Why the DBA is Necessary to the Cloud- Part I
There are a lot of people and companies starting to push the same old myth regarding the death of the database administrator role in companies. On the Oracle side, it started with release Oracle 7 and now is proposed with the introduction of cloud. Hopefully my post will help ease the mind of those out there with concerns. There are a number of OBVIOUS reasons this is simply not true, but I’m going to write a few posts over the next year on some of the less obvious ones that will ensure DBAs stay employed for the long haul.
The first and to some- less obvious reason that DBAs are going to continue to be a necessary role in Information Technology with the Cloud is that almost all databases use a Cost Based Optimizer, (CBO).

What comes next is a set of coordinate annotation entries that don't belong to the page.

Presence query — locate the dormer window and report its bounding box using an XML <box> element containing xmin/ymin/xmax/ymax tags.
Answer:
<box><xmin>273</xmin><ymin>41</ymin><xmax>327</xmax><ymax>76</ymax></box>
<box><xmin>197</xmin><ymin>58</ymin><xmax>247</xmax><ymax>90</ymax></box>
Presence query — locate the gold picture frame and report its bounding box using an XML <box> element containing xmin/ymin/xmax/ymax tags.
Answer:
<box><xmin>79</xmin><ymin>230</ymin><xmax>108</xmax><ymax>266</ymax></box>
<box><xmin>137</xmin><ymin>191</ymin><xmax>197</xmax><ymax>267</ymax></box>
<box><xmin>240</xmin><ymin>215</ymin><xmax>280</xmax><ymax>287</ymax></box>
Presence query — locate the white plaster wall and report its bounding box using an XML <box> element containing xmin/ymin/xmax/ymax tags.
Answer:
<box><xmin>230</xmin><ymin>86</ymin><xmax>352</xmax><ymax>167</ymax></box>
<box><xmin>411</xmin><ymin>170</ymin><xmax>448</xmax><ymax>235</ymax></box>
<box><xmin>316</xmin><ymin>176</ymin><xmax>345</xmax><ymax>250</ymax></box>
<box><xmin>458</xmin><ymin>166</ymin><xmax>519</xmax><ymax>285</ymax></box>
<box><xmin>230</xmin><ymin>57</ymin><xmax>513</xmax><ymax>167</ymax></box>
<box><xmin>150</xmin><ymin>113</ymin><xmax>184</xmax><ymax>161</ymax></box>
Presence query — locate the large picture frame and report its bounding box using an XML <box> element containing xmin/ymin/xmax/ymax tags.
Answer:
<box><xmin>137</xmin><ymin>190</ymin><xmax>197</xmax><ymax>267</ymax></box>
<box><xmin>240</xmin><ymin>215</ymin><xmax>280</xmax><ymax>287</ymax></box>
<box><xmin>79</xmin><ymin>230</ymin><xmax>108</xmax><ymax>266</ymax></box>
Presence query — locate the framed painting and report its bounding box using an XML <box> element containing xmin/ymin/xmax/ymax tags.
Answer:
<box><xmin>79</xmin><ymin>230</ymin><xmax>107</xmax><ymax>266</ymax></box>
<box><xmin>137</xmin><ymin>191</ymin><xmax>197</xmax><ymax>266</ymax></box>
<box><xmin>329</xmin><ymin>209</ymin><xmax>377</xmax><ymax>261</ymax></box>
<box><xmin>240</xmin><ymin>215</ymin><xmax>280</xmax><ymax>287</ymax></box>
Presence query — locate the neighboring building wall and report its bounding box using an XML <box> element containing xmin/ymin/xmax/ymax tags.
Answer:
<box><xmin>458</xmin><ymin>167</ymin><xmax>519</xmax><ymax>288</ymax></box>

I’m not going to go into when it was introduced in the different platforms, but over 90% of database platforms used in the market today have a CBO. This grants the database the ability to make performance decisions based on cost vs. strict rules, granting, (in theory and in most instances) better performance.
Articles, Bugs and Challenges, (ABCs)
There was an interesting thread on Oracle-l on hit of IO for an EBS environment due to extended statistics. There were links in the conversation to Jonathan Lewis’ blog that bring you to some incredibly interesting investigations on adaptive plans and other posts on configuration recommendations/bugs involved with extended statistics.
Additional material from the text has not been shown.